Sprunghafter Anstieg

Kurzarbeit: 470.000 Anträge im März

„Wir helfen Unternehmen, ihre Beschäftigten zu halten und sichern die Arbeitsplätze der Menschen“, erklärte Detlef Scheele, Vorstandsvorsitzender der Bundesagentur für Arbeit (BA) am Dienstag bei der Präsentation der Zahlen zur Lage am deutschen Arbeitsmarkt im März. Mittel der Wahl ist unter anderem die Kurzarbeit. Die Menge der Anträge für eben diese ist im vergangenen Monat sprunghaft angestiegen. Die Betriebe reichten im März 470.000 Anzeigen auf Kurzarbeit ein, teilte Scheele gemeinsam mit Bundesarbeitsminister Hubertus Heil (SPD) mit.


Zum Vergleich: Im Jahr 2019 zeigten durchschnittlich etwa 1300 Betriebe pro Monat Kurzarbeit an. Im Februar 2020 lag die Zahl der Kurzarbeitsanzeigen noch bei 1900.

Detlef Scheele, Vorstandsvorsitzender der Bundesagentur für Arbeit
Bundesagentur für Arbeit
Detlef Scheele, Vorstandsvorsitzender der Bundesagentur für Arbeit
„Wenngleich wir noch nicht seriös prognostizieren können, wie viele Personen von Kurzarbeit betroffen sein werden, rechnen wir damit, dass ihre Zahl deutlich höher ausfallen wird als in der Wirtschafts- und Finanzkrise. Damals hatten wir in der Spitze 1,4 Millionen Kurzarbeitende. “
Detlef Scheele, Vorstandsvorsitzender der Bundesagentur für Arbeit


Die Nachfrage ist Heil und Scheele zufolge derzeit in allen Bundesländern hoch. Die Anzeigen kämen aus nahezu allen Branchen, anders als in der Wirtschafts- und Finanzkrise 2008/09, als vor allem das verarbeitende Gewerbe betroffen gewesen sei. Viele Anträge stammten von Unternehmen aus dem Handel, aber auch aus dem Hotel- und Gaststättengewerbe.

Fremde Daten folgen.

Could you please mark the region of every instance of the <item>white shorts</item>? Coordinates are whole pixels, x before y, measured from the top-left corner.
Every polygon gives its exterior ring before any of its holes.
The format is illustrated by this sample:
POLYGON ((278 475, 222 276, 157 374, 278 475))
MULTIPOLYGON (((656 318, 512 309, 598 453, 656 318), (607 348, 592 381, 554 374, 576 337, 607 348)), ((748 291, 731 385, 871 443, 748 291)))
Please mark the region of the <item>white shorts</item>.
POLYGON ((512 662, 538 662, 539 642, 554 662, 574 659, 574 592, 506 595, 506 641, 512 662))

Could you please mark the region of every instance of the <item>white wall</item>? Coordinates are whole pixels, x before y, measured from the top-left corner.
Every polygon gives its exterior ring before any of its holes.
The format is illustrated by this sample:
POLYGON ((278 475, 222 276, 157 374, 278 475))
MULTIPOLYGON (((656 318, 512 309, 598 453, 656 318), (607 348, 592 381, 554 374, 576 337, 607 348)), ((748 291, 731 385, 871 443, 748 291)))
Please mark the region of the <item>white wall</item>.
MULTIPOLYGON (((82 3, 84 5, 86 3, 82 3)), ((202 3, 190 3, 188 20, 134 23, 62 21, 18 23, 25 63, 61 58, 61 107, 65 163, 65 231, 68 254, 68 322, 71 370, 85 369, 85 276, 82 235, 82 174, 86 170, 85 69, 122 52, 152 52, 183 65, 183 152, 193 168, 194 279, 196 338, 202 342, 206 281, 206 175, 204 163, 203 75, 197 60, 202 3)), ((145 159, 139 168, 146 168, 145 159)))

„Kurzarbeit ist das Mittel der Wahl in dieser historischen Herausforderung für Wirtschaft und Arbeitsmarkt“, so Scheele. „Wenngleich wir noch nicht seriös prognostizieren können, wie viele Personen von Kurzarbeit betroffen sein werden, rechnen wir damit, dass ihre Zahl deutlich höher ausfallen wird als in der Wirtschafts- und Finanzkrise“. Damals seien in der Spitze 1,4 Millionen Kurzarbeitende gezählt worden. „Wir haben hierfür bereits jetzt überplanmäßig rund 10 Mrd. Euro zusätzlich bei unserem Verwaltungsrat und dem Bundesarbeitsministerium beantragt“, sagte Scheele.

Hubertus Heil
BMAS
Hubertus Heil
„Die Bewältigung der Corona-Krise wird ein historischer Kraftakt. Wir sind dieser Krise ausgesetzt – aber nicht ausgeliefert. Trotz vieler Sorgen und Unsicherheiten haben wir auch Anlass zur Zuversicht. Wir haben einen der stärksten Sozialstaaten der Welt und wir haben in guten Zeiten Rücklagen gebildet für schwere Zeiten.“
Bundesarbeitsminister Hubertus Heil

Bundesagentur für Arbeit baut um

Um eingehende Fragen und Anträge schnell beantworten und bearbeiten zu können, hat die Arbeitsagentur ihre Organisation umgebaut. Sie fokussiere sich zurzeit auf die Beratung zur Kurzarbeit und die rasche Leistungsgewährung von Kurzarbeitergeld, Arbeitslosengeld und Grundsicherung, so Scheele. Dafür würden derzeit unter anderem die Teams, die Kurzarbeit abrechnen, von knapp 800 auf rund 4500 Personen verstärkt. Außerdem seien inzwischen gut 18.000 Kolleginnen und Kollegen in der telefonischen Beratung tätig – regulär seien es etwa 4000.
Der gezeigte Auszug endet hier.